Mark Green’s “life stopped” when an airbag exploded while he was working under a hoisted bus, leaving him with a severe traumatic brain injury and fractures to almost every bone in his face.
Diesel mechanic Mark Green was doing the job he loved when an airbag exploded while he was working under a hoisted bus, sending a large steel plate into his face, shattering his life. The father-of-two, then 43, was thrown back and struck his head, suffering a severe traumatic brain injury, fractures to almost every bone in his face and a serious skull fracture.
Mr Green, who had worked for Brisbane City Council for 10 years, spent the next 17 months in a hospital and a brain injury unit, most of the time in a minimal conscious state. The accident has had a huge impact, not only on Mr Green, 45, who will never work again, but also on his partner of 13 years Tracey Cooling, 49, and his sons, aged seven and 13.
“My life stopped that day, and it’s still stopped,’’ said Ms Cooling, who had to quit her job to look after Mark, who had also had a stroke in hospital.
“When he was in a coma and in a minimal conscious state I was told Mark was not going to wake up unless he heard something familiar,” Ms Cooling said.
“Every day I would go to the hospital, from morning until evening, talking to him, playing different songs, making photos and movies of the kids, trying to recreate memories.”
Ms Cooling said when Mark first came home in August, last year, he could not talk and he had no movement. She said it was tough for their son Jenson, now seven, because for months, Mark did not know who he was.
After much therapy, Mr Green, who has 24/7 carers, now has some movement through his body, but he cannot walk or eat, he is fed through a tube and has to use a wheelchair. He has had multiple surgeries and often has to have plaster casts on both arms for a few weeks, to try to straighten his fingers and arms.

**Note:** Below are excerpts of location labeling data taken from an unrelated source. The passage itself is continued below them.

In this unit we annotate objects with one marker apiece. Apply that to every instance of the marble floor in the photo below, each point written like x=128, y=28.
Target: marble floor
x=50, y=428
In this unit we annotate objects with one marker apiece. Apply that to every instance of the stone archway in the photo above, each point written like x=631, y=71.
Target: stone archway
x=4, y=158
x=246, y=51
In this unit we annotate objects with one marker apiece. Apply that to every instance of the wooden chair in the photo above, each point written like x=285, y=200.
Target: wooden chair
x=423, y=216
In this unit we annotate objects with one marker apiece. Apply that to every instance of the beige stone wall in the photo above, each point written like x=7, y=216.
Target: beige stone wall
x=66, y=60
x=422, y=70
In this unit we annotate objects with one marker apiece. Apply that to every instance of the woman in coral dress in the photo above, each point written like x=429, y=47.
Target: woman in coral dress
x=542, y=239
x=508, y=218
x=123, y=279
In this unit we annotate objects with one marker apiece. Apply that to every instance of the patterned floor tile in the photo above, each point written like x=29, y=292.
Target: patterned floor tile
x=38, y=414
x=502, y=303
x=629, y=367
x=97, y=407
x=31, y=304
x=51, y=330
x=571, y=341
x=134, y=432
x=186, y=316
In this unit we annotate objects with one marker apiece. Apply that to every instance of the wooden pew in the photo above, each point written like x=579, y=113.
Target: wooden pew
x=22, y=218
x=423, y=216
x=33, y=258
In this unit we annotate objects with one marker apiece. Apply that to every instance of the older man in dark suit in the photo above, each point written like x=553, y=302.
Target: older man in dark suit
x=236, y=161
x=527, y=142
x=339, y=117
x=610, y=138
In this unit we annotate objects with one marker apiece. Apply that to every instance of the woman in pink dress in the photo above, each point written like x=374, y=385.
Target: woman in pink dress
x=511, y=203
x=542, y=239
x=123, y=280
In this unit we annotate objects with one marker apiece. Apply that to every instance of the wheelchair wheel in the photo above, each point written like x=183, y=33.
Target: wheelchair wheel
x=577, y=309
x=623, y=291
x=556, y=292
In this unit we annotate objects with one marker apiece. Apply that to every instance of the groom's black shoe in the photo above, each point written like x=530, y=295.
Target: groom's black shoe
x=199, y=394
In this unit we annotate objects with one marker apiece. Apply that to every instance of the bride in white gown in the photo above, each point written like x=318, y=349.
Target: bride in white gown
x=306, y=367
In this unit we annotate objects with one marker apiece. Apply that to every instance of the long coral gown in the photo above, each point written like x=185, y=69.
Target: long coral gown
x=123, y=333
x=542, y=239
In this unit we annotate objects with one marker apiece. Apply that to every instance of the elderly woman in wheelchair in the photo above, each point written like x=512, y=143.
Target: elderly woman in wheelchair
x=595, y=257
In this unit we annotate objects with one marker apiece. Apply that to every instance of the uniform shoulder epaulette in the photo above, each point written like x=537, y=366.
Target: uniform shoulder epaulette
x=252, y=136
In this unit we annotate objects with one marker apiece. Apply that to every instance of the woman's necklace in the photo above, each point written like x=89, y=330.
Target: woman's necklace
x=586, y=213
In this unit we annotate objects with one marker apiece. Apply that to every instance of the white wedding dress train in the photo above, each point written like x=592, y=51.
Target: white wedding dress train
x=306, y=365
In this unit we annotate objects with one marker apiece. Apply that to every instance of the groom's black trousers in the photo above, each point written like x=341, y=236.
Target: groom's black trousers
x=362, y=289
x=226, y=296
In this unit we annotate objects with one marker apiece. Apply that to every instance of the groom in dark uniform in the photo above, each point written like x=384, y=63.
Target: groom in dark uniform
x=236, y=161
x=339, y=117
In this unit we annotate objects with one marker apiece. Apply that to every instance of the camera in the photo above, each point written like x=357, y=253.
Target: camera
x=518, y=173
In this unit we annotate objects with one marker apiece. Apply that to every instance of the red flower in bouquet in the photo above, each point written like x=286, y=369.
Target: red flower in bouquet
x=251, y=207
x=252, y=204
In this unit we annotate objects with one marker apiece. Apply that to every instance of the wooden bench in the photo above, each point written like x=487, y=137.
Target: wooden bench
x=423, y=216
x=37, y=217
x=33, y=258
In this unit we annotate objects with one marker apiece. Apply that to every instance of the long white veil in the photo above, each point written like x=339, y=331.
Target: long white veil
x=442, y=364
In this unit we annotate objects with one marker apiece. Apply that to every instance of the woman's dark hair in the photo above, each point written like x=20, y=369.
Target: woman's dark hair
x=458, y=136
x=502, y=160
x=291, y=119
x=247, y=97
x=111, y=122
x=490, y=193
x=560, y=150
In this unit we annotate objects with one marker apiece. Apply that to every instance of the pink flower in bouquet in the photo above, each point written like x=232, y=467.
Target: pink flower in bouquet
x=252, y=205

“Now he’s able to talk more, Jenson is a happier kid, but he’s still got it in his mind that one day he’ll wake up and his Dad will be back to being the Dad he knew before,’’ Ms Cooling said. She said Mr Green had worked as a diesel mechanic since he left school, he loved his job and was always interested in workplace safety.
Before the accident, he played indoor soccer a few times a week, he would go for walks with his partner and attended children’s sport and other activities.
“He was really cheery, a bit cheeky, he loved to joke,’’ Ms Cooling said.
“This accident has destroyed the life of a loving father, husband and friend. It has destroyed his family,’’ lawyer Greg Spinda of Maurice Blackburn said.
He said Mr Green was doing a rare and complex mechanical repair job that involved removing the rear axle of the hoisted bus, when the shock absorber airbag exploded. Mr Spinda said it was vital that employers undertook risk assessments and implemented safe work practices, especially when a job involved a series of complex steps.
He said Mr Green had an ongoing workers’ compensation claim, but once that was finalised the law firm would commence a personal injury claim.
“I’ve learnt to live very frugally on the small amount of workers compensation he gets,’’ Ms Cooling said.